TOTOを初めて聞いたのは多分高校2年か3年の頃だったと思う。エレキギター1)を買って友達とロックバンドを組んだ頃だ。最初は初期のハウンドドッグとか甲斐バンドあたりのコピーから入った。そのうちギタリスト中心に洋モノバンドを物色し始めた頃に聞いたのではなかったか。

「Georgy Porgy」は、1978年発売のファーストアルバム2)の3曲めに入っている。ギター少年としては急速にハードロックに傾倒しつつあった頃なので、妙にジャズっぽいというかR&Bっぽいというか、なよなよした感じが嫌いで、アルバムを聞くときはこの曲を必ず飛ばしていた3)。そうでなくとも、なんせこのファーストアルバムにはロックチューンの名曲がそろっている。1曲めのインスト「Child’s Anthem」から、今でもTOTOのライブで頻繁に演奏される「I’ll Supply the Love」「Girl Good-bye」「Hold the Line」とくれば、そっちを練習するのに精一杯。ギター少年にとって「Georgy Porgy」が退屈だったのも仕方がないと言えよう。
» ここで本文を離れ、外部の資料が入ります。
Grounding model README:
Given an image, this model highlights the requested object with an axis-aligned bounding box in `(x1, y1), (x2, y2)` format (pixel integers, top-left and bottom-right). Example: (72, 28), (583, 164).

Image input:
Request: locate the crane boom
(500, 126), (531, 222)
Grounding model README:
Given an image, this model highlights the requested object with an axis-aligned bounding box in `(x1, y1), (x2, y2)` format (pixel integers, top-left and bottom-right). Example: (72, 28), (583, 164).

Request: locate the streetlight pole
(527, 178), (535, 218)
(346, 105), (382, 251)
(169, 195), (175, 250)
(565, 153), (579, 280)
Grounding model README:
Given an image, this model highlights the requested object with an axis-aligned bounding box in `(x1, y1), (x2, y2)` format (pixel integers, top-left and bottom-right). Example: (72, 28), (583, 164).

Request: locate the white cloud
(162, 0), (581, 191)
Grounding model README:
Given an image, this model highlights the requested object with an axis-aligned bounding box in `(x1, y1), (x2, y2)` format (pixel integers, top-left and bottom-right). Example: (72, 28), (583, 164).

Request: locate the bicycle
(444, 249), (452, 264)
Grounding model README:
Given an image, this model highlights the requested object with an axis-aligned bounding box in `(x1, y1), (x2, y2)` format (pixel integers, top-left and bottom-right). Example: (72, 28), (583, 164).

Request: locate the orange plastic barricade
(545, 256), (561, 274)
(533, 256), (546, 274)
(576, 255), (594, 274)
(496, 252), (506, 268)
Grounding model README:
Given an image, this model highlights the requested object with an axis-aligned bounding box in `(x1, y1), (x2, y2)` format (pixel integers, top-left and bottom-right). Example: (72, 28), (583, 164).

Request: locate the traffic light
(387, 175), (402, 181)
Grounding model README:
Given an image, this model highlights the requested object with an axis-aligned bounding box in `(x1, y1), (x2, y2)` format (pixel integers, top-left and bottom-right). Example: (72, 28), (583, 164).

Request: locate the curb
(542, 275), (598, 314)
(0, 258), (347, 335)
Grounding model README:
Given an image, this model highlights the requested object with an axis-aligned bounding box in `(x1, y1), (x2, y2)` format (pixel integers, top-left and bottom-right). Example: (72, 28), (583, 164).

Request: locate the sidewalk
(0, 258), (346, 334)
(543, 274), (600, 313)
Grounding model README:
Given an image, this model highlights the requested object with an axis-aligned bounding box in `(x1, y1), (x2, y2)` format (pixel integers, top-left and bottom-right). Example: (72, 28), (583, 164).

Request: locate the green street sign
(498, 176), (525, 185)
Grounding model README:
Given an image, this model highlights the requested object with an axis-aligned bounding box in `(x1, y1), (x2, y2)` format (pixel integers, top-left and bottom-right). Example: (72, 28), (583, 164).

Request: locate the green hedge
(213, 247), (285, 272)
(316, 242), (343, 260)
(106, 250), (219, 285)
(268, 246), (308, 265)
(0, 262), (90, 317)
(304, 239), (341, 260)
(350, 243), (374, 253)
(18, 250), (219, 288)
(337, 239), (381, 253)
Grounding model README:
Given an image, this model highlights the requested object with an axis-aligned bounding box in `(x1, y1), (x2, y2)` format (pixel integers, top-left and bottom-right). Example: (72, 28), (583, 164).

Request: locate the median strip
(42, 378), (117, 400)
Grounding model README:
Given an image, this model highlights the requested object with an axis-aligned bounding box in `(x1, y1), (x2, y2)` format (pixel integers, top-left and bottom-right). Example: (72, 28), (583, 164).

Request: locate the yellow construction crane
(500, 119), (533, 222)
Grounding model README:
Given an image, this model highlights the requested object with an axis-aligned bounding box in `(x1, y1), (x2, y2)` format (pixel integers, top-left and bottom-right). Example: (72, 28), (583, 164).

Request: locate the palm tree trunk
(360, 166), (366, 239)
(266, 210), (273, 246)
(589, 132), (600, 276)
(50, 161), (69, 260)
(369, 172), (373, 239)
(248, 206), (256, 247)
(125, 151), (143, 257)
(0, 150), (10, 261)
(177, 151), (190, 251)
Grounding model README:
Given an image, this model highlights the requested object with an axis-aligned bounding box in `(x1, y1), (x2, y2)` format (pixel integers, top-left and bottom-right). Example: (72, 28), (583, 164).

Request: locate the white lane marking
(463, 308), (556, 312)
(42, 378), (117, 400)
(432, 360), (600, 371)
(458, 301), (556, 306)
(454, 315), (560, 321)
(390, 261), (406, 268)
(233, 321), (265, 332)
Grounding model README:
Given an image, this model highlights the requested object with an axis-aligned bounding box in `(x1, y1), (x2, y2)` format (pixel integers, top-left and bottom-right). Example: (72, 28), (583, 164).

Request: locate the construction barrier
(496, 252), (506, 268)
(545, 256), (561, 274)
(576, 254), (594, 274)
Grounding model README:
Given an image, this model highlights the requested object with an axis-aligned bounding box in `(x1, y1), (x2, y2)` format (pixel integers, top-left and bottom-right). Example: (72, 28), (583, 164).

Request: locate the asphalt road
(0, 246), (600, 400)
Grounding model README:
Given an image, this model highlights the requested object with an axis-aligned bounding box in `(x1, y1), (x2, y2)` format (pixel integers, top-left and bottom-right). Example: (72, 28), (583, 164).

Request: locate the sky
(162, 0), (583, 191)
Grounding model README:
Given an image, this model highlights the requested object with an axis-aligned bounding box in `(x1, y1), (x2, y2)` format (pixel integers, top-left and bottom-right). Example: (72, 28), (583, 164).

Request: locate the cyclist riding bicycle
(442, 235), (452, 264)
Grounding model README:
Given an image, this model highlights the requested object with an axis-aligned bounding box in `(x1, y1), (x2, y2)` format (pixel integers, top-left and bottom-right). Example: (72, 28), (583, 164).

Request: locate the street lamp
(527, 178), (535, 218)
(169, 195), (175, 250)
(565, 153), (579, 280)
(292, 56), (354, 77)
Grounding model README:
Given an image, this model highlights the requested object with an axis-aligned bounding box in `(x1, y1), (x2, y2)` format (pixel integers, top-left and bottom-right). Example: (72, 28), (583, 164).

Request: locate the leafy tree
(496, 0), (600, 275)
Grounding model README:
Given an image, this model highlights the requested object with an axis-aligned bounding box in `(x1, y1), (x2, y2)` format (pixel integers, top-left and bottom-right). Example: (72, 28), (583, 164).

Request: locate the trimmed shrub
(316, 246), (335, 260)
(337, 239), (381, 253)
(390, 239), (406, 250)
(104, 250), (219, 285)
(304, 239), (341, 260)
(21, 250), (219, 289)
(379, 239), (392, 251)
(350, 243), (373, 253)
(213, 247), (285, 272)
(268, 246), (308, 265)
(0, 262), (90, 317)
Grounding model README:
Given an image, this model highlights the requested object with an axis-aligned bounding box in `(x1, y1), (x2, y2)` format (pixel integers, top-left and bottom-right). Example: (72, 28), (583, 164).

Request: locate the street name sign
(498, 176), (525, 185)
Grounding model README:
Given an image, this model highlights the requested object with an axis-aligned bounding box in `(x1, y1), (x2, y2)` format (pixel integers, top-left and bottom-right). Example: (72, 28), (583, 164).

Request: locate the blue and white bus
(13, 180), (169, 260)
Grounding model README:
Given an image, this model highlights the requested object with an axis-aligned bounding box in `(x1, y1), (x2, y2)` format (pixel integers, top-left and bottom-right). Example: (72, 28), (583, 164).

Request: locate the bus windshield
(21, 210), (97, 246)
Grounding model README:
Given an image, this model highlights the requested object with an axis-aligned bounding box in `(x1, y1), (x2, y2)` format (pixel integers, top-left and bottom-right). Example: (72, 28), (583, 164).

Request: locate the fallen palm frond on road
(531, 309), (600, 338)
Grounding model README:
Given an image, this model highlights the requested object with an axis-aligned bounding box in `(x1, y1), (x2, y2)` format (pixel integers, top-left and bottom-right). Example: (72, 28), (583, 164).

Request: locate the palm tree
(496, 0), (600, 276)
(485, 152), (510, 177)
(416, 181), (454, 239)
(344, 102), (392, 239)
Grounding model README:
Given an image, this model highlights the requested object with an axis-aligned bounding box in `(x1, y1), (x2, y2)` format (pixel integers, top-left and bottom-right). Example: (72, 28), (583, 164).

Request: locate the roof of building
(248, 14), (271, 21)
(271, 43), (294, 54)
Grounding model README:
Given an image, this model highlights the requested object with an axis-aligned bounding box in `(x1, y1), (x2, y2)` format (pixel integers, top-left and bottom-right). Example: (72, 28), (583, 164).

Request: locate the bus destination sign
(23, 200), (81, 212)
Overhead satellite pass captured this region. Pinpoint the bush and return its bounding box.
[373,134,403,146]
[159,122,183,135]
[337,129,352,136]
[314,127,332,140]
ところが、ずいぶん経って、92年に発売された「LIVE」というコンサートビデオ4)に収録されたバージョンを見て腰を抜かした。格好いいのだ、これが。リズム裏打ちで始まるオープニングからDavid Paichのソロっぽいイントロ、Steve Lukatherのヴォーカルも迫力がある。ギターソロもスライド・バーを使わずによりロックっぽいアプローチで弾いている。早速Valley Artsのストラト(もちろんルカサーモデル)で真似して弾き始めたりして、そこから急にお気に入りリストに不動の位置を占めるようになったのだった。速弾き原理主義にのめり込んでいたギターおたくが少しだけ大人になった瞬間である。今ではアルバムのオリジナルアレンジもいいなぁ、などと思っている。

 

1 トーカイの赤いストラトキャスターのコピーモデル、たしか4万5千円。
2 オリジナルのアルバム・タイトルは「TOTO」だが、邦題として「宇宙の騎士」というふざけた名前がついている。アルバムには「宇宙」も「騎士」も全く関係ない。多分、ジャケットの紋章からの連想なのだろう。この頃は洋楽に妙な日本語タイトルがついているのはごくあたりまえだった。
3 もちろんカセットテープを早送りする。
4 90年の PAST TO PRESENT ツアー、パリ公演の模様を収録したライヴ映像。このときのVoは第4代のジャン・ミッシェル・バイロンだが、全くバンドにフィットせずあっという間にいなくなった。「LIVE」の編集でも(その後のTOTOの歴史でも)、あたかも存在しなかった人のように扱われている。